What It Was Like to Work for Robert Durst

Robert Durst
A source says, “His place was fuming with weed, and he was stoned all the time.” Mike Segar/Reuters

Days after Robert Durst was arrested and charged with the murder of friend and former spokeswoman Susan Berman, new details are emerging about his highly unusual lifestyle and quirky business dealings.

Durst "said I was helping him with one of his businesses," a source, who spoke on the condition of anonymity out of fear for their safety, told Newsweek on Thursday. (That source, whose gender is not being divulged, will be referred to as "Sam" from here on out.)

"He had a scanner, copier and a laminating machine," Sam said. "What I didn't realize is that I unwittingly saw what would have allowed Robert Durst to make a fake driver's license." When Durst was arrested on March 14 as a suspect in Berman's murder, he had a fake identification in his hotel room. While on the run in the past, Durst used dozens of aliases to check into hotels, as outlined in HBO documentary seriesThe Jinx: The Life and Deaths of Robert Durst.

Onetime heir to the multibillion-dollar Durst real estate fortune, Durst has long been suspected in Berman's murder, as well as in the murder of his former neighbor Morris Black, for which he was acquitted. Durst has also been named as a suspect in the disappearance of his first wife, Kathleen Durst, and his arrest came just a day before the airing of the final episode of The Jinx, in which he is recorded saying, "What the hell did I do? Killed them all, of course."

Sam first worked for Debrah Lee Charatan, Durst's second wife, in the late 1990s and early 2000s. Newsweek was able to verify Sam's identity by cross-referencing statements and addresses, but Charatan's office hung up on several attempts by Newsweek to confirm Sam's employment history. Durst's lawyer did not reply to request for comment regarding Sam's employment.

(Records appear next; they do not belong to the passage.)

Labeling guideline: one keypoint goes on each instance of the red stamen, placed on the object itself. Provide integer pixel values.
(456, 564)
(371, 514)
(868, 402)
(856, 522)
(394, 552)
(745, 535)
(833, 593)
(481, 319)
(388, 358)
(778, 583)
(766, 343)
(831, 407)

Sam claimed to be hired in the 1990s by Debrah Lee Charatan Realty Inc., which public records show was affiliated with Charatan until 2002. "I got Durst as a client through her," Sam explained. "They were tied together."

Another source, who occupied a leadership role at Debrah Lee Charatan Realty at the time and is referenced here using the alias Jamie, told Newsweek that Durst "gave Debrah [money]," adding: "It's absolutely Bobby Durst's money." A third source, a real estate investor with knowledge of the matter, told Newsweek earlier this week that they believed Charatan's companies were a "front" for Durst's business dealings. Indeed, in 2014, Charatan's company announced the $21 million sale of two Brooklyn properties owned by Durst. (Jamie confirmed their identity with records linking them to Charatan's business.)

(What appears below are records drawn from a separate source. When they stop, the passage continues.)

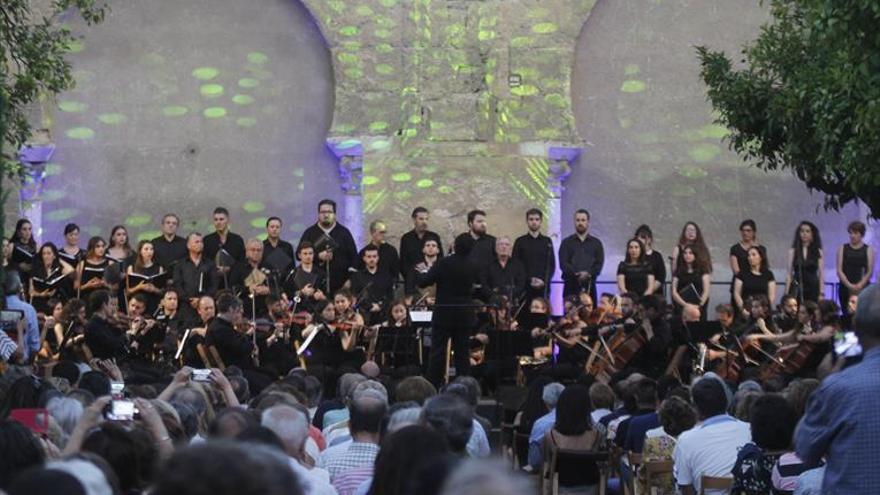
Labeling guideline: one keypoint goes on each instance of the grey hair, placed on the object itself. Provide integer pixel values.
(66, 411)
(90, 476)
(404, 417)
(482, 477)
(370, 388)
(289, 423)
(550, 394)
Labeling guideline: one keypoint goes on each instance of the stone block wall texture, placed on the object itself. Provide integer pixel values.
(182, 105)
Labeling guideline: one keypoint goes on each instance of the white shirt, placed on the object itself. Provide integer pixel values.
(710, 448)
(478, 443)
(598, 414)
(315, 481)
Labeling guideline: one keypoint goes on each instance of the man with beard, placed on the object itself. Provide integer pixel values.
(334, 246)
(483, 246)
(194, 276)
(250, 278)
(412, 242)
(581, 257)
(535, 251)
(389, 261)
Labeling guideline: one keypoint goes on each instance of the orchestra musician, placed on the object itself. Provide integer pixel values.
(251, 279)
(235, 347)
(138, 276)
(305, 281)
(373, 286)
(170, 247)
(194, 276)
(506, 276)
(47, 278)
(334, 244)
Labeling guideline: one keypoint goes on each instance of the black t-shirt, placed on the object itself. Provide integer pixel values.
(689, 286)
(635, 276)
(754, 284)
(658, 268)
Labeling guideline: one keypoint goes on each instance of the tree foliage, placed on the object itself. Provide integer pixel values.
(807, 98)
(33, 46)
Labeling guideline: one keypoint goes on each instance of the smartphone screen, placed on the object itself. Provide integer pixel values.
(121, 410)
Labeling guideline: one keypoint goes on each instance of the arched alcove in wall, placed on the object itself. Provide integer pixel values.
(186, 105)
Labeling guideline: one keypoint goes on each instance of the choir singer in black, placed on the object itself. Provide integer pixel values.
(581, 257)
(535, 251)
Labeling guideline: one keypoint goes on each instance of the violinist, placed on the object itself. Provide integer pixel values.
(372, 285)
(634, 273)
(145, 334)
(69, 330)
(537, 322)
(90, 271)
(274, 338)
(755, 279)
(651, 315)
(786, 318)
(104, 338)
(723, 349)
(506, 275)
(250, 279)
(48, 276)
(397, 342)
(168, 316)
(236, 348)
(350, 325)
(691, 283)
(49, 340)
(138, 275)
(305, 281)
(198, 329)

According to Jamie, Durst would come into the office "periodically," often when he needed something notarized. Both Jamie and Sam say that Durst mostly worked out of a private apartment. Sam did some work out of that apartment.

"His place was fuming with weed and he was stoned all the time," Sam said. "Instead of having a bulletin board on his wall, he would take sticky notes and thumbtacks and stick them right into the wall of a nice, New York apartment." Jamie added that Durst "quite liked his [drugs]," a characterization that jibes with prior media reports that categorize Durst as a marijuana user.

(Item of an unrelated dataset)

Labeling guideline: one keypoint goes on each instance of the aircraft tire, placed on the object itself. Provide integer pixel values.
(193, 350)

Sam claims to have been paid sporadically in cash by Durst, in stacks of bills in envelopes. When Durst was arrested on March 14, similar envelopes containing more than $42,000 were recovered from his hotel room in New Orleans, along with a revolver with one spent bullet and four live rounds, a rubber or latex face mask and marijuana.

Durst's lawyer did not respond to requests for comment on his client's business dealings or marijuana use.

Sam, who would on occasion smoke pot with Durst, also grew close to Charatan. "Debrah felt comfortable and close, she considered me a friend," Sam said. Jamie was less effusive, calling Charatan a "not lovely person."

It was because of their closeness that Sam was surprised when Charatan let him/her go in 2001, just weeks after Durst was arrested on charges of murdering Black. Sam claims s/he discovered new hires within the firm did not have access to past information that old employees had been allowed to see.

In deposition video that appears in The Jinx, Charatan says she did not know Durst was living in Galveston, Texas until after he was arrested for Morris Black's murder. "I never even heard of Galveston, Texas," Charatan says, adding that she did not know he had an apartment in Galveston until after he was arrested (Durst was later acquitted of killing Black, a neighbor, in this apartment building.) Sources who spoke to Newsweek found this hard to believe. "They spoke relentlessly," Sam said. "They were always, just always, on the phone," Jamie added. According to 2003 media reports, Charatan was Durst's most frequent visitor in jail.

Charatan did not respond to request for comment.

Despite Durst's idiosyncrasies, though, both sources said they never saw him commit any major wrongdoing. "He never did a bad thing to me," a source said. "He was a kooky guy."